Looks like we might need new tyres for our VW van while down here in Southern Europe as part of our "Big Trip". Can anyone recommend either a good independent garage on/near the Spanish coast or a reliable Franchise (eg Spanish equivalent to Kwik-Fit). 

Thanks


----------



## hogan (Oct 31, 2006)

Spanish equivalent to quick fit is "feu vert" (spelling ?)
But have a good shop around and make sure you have the total price written down before work starts. Tyres are very expensive in Spain.


----------



## C7KEN (May 27, 2005)

Try Tyres Direct at Almoradi or their new depot at Guardamar which can be seen at the side of the N332 just 200metres from DelBoys UK food store.(Its very obvious) We use them for our tyres. If you need a Tel number I will get it when I go home Friday and can post it on here


----------



## Mike48 (May 1, 2005)

Spain and the Spanish coast is a massive area. You might get a more precise response if you say exactly the area you are in or likely to be when the tyres are required.


----------



## teensvan (May 9, 2005)

Hi

Do be very careful when buying from the spanish. We new one man who paid €299 for one tyre for his car down in moncofa spain. Carafore stores do sell a wide range of tyres and you do see the price on the tyre. They also have a network of fitters.

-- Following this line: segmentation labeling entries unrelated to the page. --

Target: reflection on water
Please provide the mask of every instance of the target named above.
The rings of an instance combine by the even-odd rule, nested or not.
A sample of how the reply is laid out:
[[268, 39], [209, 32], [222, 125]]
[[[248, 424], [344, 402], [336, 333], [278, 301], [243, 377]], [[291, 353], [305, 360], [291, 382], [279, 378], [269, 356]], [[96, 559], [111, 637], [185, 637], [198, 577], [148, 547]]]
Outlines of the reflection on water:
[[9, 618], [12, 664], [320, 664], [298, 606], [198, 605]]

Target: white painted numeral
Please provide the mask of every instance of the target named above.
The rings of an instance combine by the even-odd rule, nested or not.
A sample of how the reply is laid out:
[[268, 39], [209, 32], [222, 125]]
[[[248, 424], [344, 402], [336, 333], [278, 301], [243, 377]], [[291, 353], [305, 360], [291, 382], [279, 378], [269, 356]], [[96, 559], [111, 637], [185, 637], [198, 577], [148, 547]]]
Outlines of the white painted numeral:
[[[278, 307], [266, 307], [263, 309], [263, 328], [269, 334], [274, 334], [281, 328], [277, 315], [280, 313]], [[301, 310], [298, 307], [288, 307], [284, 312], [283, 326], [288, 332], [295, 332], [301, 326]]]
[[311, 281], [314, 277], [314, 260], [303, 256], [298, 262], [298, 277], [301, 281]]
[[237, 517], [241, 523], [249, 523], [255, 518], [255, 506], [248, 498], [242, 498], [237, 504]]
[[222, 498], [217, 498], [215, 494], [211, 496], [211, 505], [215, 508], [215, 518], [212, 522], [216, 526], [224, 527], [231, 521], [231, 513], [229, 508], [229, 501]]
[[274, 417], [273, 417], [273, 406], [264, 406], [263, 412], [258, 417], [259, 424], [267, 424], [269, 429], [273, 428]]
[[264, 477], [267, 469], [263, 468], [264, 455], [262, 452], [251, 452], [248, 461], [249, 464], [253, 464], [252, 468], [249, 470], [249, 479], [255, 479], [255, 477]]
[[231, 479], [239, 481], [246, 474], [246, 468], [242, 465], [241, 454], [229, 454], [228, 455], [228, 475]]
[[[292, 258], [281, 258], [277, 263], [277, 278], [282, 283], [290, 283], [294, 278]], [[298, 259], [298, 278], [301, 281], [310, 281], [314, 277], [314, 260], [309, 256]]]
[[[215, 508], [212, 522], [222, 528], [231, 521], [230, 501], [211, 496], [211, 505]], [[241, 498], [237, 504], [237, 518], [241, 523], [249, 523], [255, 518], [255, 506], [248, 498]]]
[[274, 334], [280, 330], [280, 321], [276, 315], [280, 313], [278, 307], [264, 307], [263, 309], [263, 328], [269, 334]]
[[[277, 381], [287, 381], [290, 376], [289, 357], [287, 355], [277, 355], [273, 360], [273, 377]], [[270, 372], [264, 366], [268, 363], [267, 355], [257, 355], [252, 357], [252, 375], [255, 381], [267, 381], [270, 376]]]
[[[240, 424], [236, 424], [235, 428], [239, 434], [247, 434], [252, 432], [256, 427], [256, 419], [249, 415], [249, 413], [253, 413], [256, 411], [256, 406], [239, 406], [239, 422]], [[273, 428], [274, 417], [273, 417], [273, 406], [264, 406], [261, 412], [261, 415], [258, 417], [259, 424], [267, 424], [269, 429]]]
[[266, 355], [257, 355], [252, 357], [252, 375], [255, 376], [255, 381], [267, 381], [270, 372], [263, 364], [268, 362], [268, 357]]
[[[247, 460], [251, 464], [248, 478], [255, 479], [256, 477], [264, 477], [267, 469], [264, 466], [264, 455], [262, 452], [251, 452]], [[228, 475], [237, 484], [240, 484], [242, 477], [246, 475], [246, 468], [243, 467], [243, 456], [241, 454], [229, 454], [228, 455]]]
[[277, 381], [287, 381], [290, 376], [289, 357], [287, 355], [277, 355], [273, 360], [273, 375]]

steve & ann. --------------- teensvan.


----------



## BlakeneyPlayer (Feb 22, 2009)

NorAuto are very good and similar prices to the UK in my experience, which was for car tyres rather than specific for MHs. Prices and fitting costs are usually displayed. They tend to be close to the large shopping malls like La Canada at Marbella or Los Barrios near Gibraltar.
But as stated earlier where are you going to be and are you not better getting them "sorted" before you leave for the sun?
Rob


----------



## C7KEN (May 27, 2005)

Tyres Direct are all brits and are low cost. So if anywhere near Alicante/murcia they are definately your best bet.


----------



## CandA (May 1, 2005)

Thanks to everyone for their advice.
We decided to sort the two tyres we needed while we were still in France, as it didn't seem they would be any cheaper in Spain. We went to NorAuto who couldn't get tyres for our van until next week, but recommended Ayme Pneus, who have branches around southern France, including Ales and they sorted us out very effeciently.


----------